Hi there I could really do with some advice about nurseries in Eastern Cyprus. Does anyone know of one in Ayia Napa? And if so how much is the daily rate? Thank you!


----------



## dipdog (Oct 29, 2007)

*Nurseries!!*



ChrissieC said:


> Hi there I could really do with some advice about nurseries in Eastern Cyprus. Does anyone know of one in Ayia Napa? And if so how much is the daily rate? Thank you!


Hi there!!
I am afraid there isn't much of a choice in Ayia Napa but I bekieve there is one in protaras, near by. As the proprietor of a babysitting company ( LITTLE TREASURES)
based in Ayia Thekla, unfortunately we only supply babysitters in the evenings to the Hotels, but it was part of the reason I started the company as there is just very little/no child care facilities, I will ask afew of my local friends what their options would be.
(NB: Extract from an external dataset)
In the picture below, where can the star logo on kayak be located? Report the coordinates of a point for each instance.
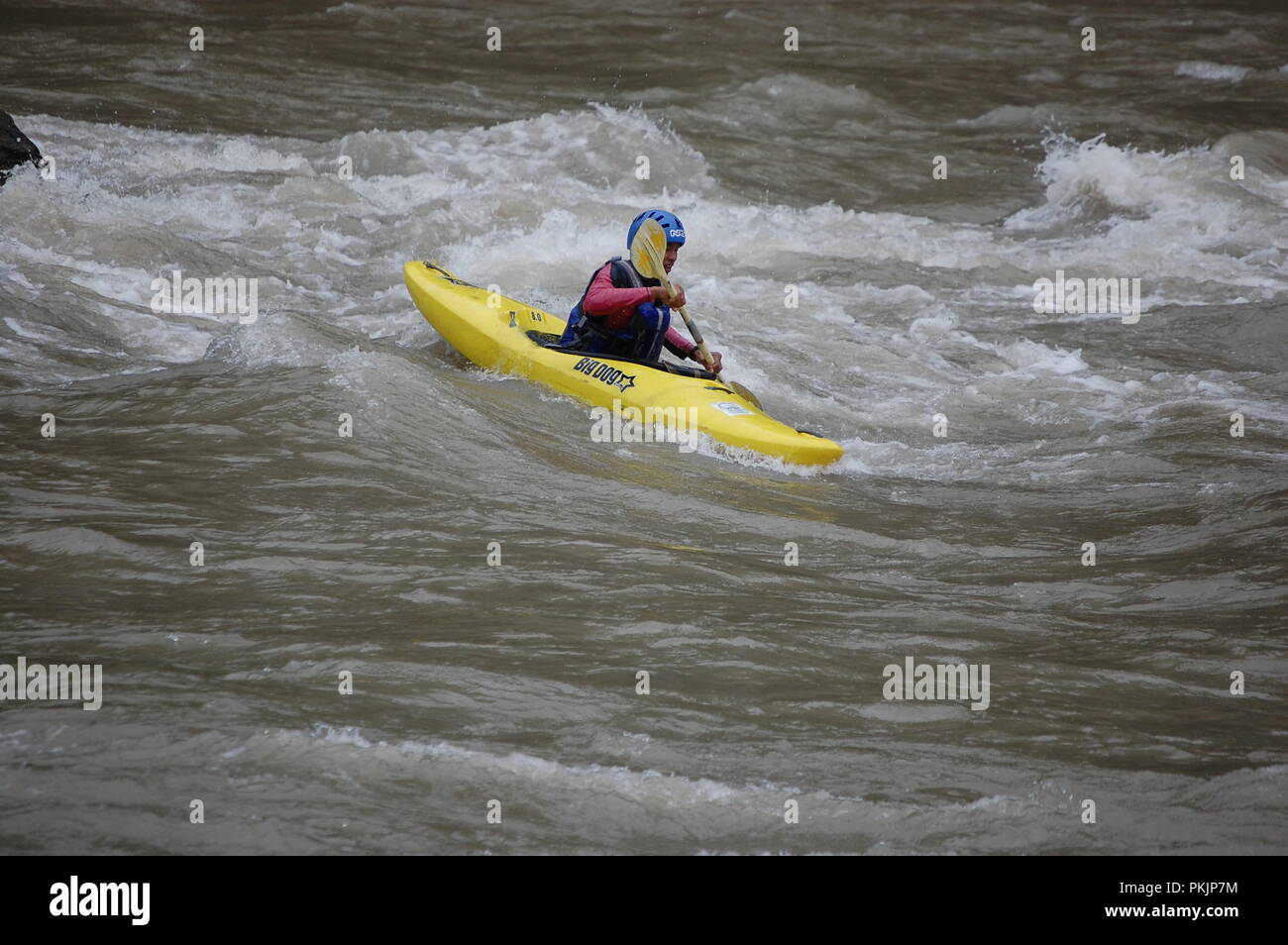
(609, 374)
What age/gender is your child/children?

Let me know, I will try to help.

Regards Little Treasures


----------



## ChrissieC (Oct 7, 2008)

dipdog said:


> Hi there!!
> I am afraid there isn't much of a choice in Ayia Napa but I bekieve there is one in protaras, near by. As the proprietor of a babysitting company ( LITTLE TREASURES)
> based in Ayia Thekla, unfortunately we only supply babysitters in the evenings to the Hotels, but it was part of the reason I started the company as there is just very little/no child care facilities, I will ask afew of my local friends what their options would be. What age/gender is your child/children?
> 
> ...


Thanks for fast reply! My daughter has just turned three xx


----------



## dipdog (Oct 29, 2007)

Hi again!!

I will ask around a few of my friends. Are you based in Ayia Napa? and what hours would you require the service? must it be an english only establishment? I know one lady in frenaros that is a primary school teacher/nanny, her english is very good but I am not sure if she is back at school, she wasn't working in the school for a while as she was made redundant, I will ask around anyway and get back to you ASAP!!!

In the mean time, take care

Fiona


----------



## ChrissieC (Oct 7, 2008)

dipdog said:


> Hi again!!
> 
> I will ask around a few of my friends. Are you based in Ayia Napa? and what hours would you require the service? must it be an english only establishment? I know one lady in frenaros that is a primary school teacher/nanny, her english is very good but I am not sure if she is back at school, she wasn't working in the school for a while as she was made redundant, I will ask around anyway and get back to you ASAP!!!
> 
> ...


We are still in London at the moment but will be based in Ayia Napa come February next year. I'd prefer a nursery environment (as opposed to a childminder or babysitter) and this could be greek or englsh, I don't mind. We are looking at 3/4 full days. Thanks again!


----------